Ganz sicher wird die PDS kein System wollen, in dem das Kapitalprinzip uneingeschränkt herrscht - selbst wenn dessen Apologeten nicht müde werden zu versichern: ohne dieses Prinzip keine Demokratie, kein Wohlstand, keine Dynamik. Das mag ja sein, wir wissen jedoch auch um ziemlich schwerwiegende Konsequenzen dieses Prinzips wie Massenarbeitslosigkeit, soziale, ethnische und sexuelle Diskriminierung, ungerechte Verteilung des Reichtums, Aushöhlung demokratischer Rechte, Naturzerstörung. Das Geld regiert die Welt. Man kann gegen ein solches System kämpfen und dennoch bzw. gerade deshalb auf dem Boden des Grundgesetzes stehen. Dieses steht u. a. für die Durchsetzung von Menschenrechten und eine vernünftige Verwendung von Eigentum. Wenn also eine Forderung nach Abschaffung des Kapitalismus den Eindruck erweckt, es solle damit gleichzeitig das Grundgesetz abgeschafft werden (was ja nicht dasselbe ist wie seine weitere Ausgestaltung), dann wird nicht nur - wenigstens in diesem Falle zu Recht! - der Verfassungsschutz aufmerksam, dann wird eine spezielle Forderung unzulässig ausgeweitet. Diese wäre ja auch niemals mehrheitsfähig und führte zu Politikunfähigkeit.
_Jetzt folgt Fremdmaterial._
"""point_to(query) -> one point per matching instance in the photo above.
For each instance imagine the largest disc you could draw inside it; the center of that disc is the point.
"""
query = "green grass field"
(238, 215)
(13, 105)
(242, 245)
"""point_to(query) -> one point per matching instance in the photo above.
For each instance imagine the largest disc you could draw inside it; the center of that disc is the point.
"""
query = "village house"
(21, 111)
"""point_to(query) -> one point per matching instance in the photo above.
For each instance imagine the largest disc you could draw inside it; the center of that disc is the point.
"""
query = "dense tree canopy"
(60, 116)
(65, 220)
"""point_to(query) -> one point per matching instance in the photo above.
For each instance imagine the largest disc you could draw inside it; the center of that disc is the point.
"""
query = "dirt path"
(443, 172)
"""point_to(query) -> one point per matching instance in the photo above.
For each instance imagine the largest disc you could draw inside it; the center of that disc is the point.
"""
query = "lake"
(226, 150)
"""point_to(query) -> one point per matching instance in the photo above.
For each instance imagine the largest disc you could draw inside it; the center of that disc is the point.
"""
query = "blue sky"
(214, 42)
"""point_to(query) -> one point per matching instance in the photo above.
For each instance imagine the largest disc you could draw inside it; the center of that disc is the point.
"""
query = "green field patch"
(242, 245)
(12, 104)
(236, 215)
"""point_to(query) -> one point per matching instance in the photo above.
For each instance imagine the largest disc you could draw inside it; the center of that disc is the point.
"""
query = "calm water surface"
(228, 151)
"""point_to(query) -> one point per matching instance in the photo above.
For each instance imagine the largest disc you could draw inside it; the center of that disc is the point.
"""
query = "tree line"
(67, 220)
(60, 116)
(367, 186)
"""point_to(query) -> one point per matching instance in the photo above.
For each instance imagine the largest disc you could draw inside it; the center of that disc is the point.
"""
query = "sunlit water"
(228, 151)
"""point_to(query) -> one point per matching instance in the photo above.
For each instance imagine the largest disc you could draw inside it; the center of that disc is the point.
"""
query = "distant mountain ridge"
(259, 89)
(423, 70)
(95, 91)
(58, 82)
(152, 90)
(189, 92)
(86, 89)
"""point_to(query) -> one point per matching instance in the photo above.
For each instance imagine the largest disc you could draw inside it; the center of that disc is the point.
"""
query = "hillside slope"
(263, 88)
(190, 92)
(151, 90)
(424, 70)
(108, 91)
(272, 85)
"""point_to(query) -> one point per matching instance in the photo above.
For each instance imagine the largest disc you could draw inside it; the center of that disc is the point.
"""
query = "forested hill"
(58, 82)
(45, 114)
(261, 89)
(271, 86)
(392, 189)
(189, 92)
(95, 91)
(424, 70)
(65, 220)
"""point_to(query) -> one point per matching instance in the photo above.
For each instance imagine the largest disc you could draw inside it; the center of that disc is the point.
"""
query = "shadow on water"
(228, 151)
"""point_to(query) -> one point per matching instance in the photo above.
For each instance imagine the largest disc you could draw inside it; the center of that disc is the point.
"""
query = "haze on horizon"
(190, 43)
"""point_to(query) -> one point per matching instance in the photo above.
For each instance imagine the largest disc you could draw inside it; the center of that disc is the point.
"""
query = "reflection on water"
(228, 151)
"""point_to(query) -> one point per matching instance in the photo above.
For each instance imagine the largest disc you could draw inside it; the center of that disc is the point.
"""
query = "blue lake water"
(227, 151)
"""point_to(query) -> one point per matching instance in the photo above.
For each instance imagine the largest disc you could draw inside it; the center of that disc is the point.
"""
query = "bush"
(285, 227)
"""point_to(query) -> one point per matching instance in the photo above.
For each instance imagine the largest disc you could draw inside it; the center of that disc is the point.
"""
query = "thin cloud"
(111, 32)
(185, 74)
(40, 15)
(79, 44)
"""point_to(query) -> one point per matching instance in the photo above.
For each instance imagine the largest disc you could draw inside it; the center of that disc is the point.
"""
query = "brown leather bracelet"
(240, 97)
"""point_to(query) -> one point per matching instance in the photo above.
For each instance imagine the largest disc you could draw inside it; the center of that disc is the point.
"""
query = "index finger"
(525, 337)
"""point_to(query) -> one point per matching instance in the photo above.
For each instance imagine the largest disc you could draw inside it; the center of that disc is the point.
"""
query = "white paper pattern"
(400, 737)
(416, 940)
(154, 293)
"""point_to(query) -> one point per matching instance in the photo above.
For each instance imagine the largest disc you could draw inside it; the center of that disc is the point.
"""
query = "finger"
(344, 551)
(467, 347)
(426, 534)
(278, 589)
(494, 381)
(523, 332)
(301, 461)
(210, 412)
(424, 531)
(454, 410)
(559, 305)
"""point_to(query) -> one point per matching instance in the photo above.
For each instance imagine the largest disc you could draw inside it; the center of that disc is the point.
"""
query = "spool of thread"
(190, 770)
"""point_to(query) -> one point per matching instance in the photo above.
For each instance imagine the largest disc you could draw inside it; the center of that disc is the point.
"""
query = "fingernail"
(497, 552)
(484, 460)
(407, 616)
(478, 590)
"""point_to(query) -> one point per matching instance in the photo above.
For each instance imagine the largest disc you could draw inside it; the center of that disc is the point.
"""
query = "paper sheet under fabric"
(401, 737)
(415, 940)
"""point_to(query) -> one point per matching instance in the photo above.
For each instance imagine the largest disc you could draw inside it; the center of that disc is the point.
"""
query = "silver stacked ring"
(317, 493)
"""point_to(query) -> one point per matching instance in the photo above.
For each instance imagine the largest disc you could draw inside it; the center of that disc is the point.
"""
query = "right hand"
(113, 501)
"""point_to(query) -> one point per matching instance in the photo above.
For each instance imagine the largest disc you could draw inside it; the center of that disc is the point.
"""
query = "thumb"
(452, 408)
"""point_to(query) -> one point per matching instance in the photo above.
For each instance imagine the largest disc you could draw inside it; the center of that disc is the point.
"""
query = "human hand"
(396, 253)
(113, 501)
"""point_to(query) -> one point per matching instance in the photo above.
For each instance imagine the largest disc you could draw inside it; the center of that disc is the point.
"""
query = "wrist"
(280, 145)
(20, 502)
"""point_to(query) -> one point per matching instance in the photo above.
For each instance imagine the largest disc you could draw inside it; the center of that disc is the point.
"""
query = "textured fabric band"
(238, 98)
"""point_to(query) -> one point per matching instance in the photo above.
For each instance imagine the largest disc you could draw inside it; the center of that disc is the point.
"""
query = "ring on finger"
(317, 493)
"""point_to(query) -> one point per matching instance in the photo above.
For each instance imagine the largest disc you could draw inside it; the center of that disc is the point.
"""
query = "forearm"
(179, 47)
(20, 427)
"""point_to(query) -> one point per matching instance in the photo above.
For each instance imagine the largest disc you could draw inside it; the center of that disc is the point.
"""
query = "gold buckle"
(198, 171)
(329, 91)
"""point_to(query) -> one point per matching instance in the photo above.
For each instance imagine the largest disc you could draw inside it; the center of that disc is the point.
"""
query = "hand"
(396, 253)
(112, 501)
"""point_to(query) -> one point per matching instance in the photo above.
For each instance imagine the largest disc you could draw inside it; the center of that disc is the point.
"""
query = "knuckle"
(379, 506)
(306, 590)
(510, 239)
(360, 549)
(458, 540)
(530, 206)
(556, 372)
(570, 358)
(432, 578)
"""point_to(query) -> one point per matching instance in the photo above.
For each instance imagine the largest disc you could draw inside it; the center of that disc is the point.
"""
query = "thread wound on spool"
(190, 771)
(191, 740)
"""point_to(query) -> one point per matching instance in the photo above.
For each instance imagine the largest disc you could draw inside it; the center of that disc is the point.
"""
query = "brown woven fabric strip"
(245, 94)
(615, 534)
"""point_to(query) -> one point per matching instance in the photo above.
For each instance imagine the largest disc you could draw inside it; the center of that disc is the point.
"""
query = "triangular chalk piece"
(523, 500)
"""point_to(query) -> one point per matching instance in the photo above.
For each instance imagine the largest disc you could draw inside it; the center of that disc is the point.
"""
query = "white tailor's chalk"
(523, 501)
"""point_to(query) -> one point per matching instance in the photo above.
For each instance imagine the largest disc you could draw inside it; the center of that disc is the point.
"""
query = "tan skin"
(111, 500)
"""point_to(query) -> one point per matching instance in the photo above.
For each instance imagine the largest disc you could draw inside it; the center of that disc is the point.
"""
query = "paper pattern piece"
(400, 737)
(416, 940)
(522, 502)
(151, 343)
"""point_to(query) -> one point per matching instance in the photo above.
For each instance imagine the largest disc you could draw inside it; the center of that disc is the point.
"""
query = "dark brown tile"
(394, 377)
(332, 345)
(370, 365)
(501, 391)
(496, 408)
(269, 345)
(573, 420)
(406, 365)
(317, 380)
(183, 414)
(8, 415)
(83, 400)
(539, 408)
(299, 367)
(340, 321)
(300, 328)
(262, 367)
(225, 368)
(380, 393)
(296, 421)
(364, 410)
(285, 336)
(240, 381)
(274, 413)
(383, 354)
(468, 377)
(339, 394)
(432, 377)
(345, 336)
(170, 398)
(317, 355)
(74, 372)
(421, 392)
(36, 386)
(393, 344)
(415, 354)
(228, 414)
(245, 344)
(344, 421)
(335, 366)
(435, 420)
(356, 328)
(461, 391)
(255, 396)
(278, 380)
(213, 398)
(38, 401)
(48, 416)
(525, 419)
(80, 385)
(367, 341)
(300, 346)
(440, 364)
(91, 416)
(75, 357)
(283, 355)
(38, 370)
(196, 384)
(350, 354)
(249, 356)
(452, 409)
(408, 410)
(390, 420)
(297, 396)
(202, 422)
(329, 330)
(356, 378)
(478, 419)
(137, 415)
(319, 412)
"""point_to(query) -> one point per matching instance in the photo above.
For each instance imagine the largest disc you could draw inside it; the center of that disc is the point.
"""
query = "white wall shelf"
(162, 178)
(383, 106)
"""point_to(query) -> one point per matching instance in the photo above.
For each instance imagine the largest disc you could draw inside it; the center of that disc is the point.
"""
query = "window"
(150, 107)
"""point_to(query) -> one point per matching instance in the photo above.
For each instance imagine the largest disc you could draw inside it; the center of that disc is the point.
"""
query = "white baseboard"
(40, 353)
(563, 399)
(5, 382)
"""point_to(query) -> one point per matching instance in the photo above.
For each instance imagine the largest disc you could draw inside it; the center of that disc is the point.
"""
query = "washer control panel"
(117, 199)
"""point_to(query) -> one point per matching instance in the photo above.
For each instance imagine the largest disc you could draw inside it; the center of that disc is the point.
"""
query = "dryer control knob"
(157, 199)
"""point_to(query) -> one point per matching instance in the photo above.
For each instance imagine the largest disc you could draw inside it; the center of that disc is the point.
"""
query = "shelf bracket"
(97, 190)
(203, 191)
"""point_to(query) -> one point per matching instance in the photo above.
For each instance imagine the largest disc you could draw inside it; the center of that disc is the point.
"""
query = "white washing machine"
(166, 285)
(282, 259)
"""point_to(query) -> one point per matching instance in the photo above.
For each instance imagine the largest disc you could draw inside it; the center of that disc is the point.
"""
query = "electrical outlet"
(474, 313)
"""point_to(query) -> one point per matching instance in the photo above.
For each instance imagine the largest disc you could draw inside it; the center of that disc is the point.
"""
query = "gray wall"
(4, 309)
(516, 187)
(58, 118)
Jene Verläßlichkeit der PDS, von der André Brie gesprochen hat - sie ist ein Problem, das genau in dieser begrifflichen Unklarheit in Bezug auf die Begriffe Sozialismus und Kapitalismus und der darauf beruhenden Unsicherheit bei den Mitgliedern der PDS eine wichtige Ursache hat. Die Forderung der Erfurter Erklärung, die PDS solle sich stärker von der DDR-Vergangenheit distanzieren, hängt damit zusammen. DDR-Nostalgie ist kein Kavaliersdelikt, und erst recht nicht, wenn sie zu einer nachträglichen Verklärung des Sozialismus im Sinne einer Rechtfertigung des in der DDR herrschenden Sozialismustyps führt. Und wir müssen auch begreifen, daß man nicht einfach bestimmte Elemente des Systems der DDR (z. B. die niedrigen Mieten oder den sicheren Arbeitsplatz) in die BRD überführen kann - weil (und das müßten wir Dialektiker eigentlich begreifen) jedes dieser Elemente von einer Vielzahl anderer Elemente und Bedingungen abhängig war, die es eben in der BRD nicht gibt. Wenn uns etwas hier und heute nicht gefällt, dann muß man etwas Neues machen. Nostalgie ist reaktionär - das stand schon in DDR-Nachschlagewerken, auch wenn das damals gegen die "gute alte Zeit" des Kaiserreiches o. ä. gerichtet war. Etwas anderes ist es, wie jeder einzelne die DDR ganz persönlich erlebt hat, mit ihren guten und schlechten Seiten; und daß sich da eine/r der guten Seiten gerne erinnert, dürfte ganz normal sein. Aber für eine Strategie reicht das nicht aus.

(Der Text stammt aus dem Jahr 1998. Dieser Beitrag ist gleichzeitig für eine Veröffentlichung auf der Forum-Seite der Tageszeitung Neues Deutschland eingereicht worden.)